Hokkaido’s largest museum relating to the Ainu
Poroto kotan means “big lake village” in the Ainu language. The Ainu Museum (Porotokotan) dates back to the 1970s, when an Ainu settlement was restored in the area where the museum now stands and archives were established by the town of Shiraoi. A new museum building was subsequently constructed and other facilities were added and improved to form the facility as it is today.In Poroto Kotan, pu (storerooms), heper set (cages for bear cubs), chig (canoes) and other traditional facilities have been restored around five chise (houses) to recreate the atmosphere of an Ainu community. The houses are used as venues for Ainu folk dance, other traditional art performances and handicraft demonstrations to keep intangible Ainu cultural assets alive and highlight their appeal. Plants closely related to Ainu life are grown in a botanical garden on the museum premises, and traditional Ainu meals are served at a lakeside restaurant. Visitors can experience various aspects of Ainu culture through hands-on workshops featuring activities such as making mukkur (a traditional Ainu musical instrument), Ainu pattern embroidery, carving and traditional Ainu food sampling.
The museum houses more than 5,000 Ainu-related artifacts!
The museum has an extensive collection of artifacts from the culture of the Ainu, who used to live in Hokkaido, Sakhalin, the Kuril Islands and the northern Tohoku region. Inside the chise houses, Ainu clothing, food and accommodation are highlighted to facilitate visitors’ understanding of the Ainu lifestyle.
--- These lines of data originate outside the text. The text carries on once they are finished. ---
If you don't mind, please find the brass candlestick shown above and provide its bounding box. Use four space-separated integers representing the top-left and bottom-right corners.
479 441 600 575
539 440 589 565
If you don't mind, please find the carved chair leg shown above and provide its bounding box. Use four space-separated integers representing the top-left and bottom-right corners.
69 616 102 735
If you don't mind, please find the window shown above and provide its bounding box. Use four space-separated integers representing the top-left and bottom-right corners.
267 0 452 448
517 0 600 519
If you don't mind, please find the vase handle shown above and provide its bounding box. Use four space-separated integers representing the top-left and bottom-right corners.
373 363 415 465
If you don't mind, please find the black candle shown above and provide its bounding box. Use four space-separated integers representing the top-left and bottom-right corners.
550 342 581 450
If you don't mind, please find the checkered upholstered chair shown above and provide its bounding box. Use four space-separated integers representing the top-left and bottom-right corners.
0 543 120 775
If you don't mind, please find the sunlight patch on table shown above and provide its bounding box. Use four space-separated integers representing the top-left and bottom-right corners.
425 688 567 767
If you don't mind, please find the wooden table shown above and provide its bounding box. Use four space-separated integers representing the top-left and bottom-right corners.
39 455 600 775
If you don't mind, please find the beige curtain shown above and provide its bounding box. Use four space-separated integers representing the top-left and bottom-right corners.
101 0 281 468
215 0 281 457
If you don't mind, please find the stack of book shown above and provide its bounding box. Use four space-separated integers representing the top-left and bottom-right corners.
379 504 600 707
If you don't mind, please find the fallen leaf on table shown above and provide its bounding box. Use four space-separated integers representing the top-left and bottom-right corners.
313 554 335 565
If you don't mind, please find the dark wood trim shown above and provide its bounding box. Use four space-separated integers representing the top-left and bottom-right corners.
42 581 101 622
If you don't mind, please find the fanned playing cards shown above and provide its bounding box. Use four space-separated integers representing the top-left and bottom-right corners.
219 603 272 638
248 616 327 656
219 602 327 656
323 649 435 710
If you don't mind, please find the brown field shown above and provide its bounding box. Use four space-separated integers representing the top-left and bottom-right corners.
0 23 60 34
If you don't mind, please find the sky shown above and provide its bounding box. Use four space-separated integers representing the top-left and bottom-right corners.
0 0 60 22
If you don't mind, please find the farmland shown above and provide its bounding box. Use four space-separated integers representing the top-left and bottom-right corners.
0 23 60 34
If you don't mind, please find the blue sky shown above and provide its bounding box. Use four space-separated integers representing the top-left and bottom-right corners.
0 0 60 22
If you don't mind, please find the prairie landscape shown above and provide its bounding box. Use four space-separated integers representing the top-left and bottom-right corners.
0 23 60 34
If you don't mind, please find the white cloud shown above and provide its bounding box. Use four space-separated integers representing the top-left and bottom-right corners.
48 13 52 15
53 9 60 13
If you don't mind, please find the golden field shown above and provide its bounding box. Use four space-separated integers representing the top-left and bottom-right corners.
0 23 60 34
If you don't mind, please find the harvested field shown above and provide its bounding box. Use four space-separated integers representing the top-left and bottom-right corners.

Museum staff also research Ainu culture, and the facility serves as a base for exchanges with other indigenous peoples from around the world.
The museum’s collection consists of approximately 5,000 Ainu artifacts and around 250 Nivkh, Uilta, Sami and Inuit artifacts. Among these, 800 items are permanently exhibited. Weaving to make traditional Ainu handicrafts, straw mat making, Ainu folk garment making and Ainu pattern embroidery are also demonstrated on an ongoing basis.
Plans are being made for the development of an area to symbolize Ainu culture containing a national museum in 2020 by Lake Poroto, where the Ainu Museum is located, in order to provide information on the culture of Japan’s indigenous Ainu people.
This facility will become a national museum in 2020 to promote Ainu culture!
Among numerous regions and facilities in Japan that provide information on their own cultures to the world, this area where the planned construction of Japan’s fifth national museum will take place is particularly worthy of domestic and international attention.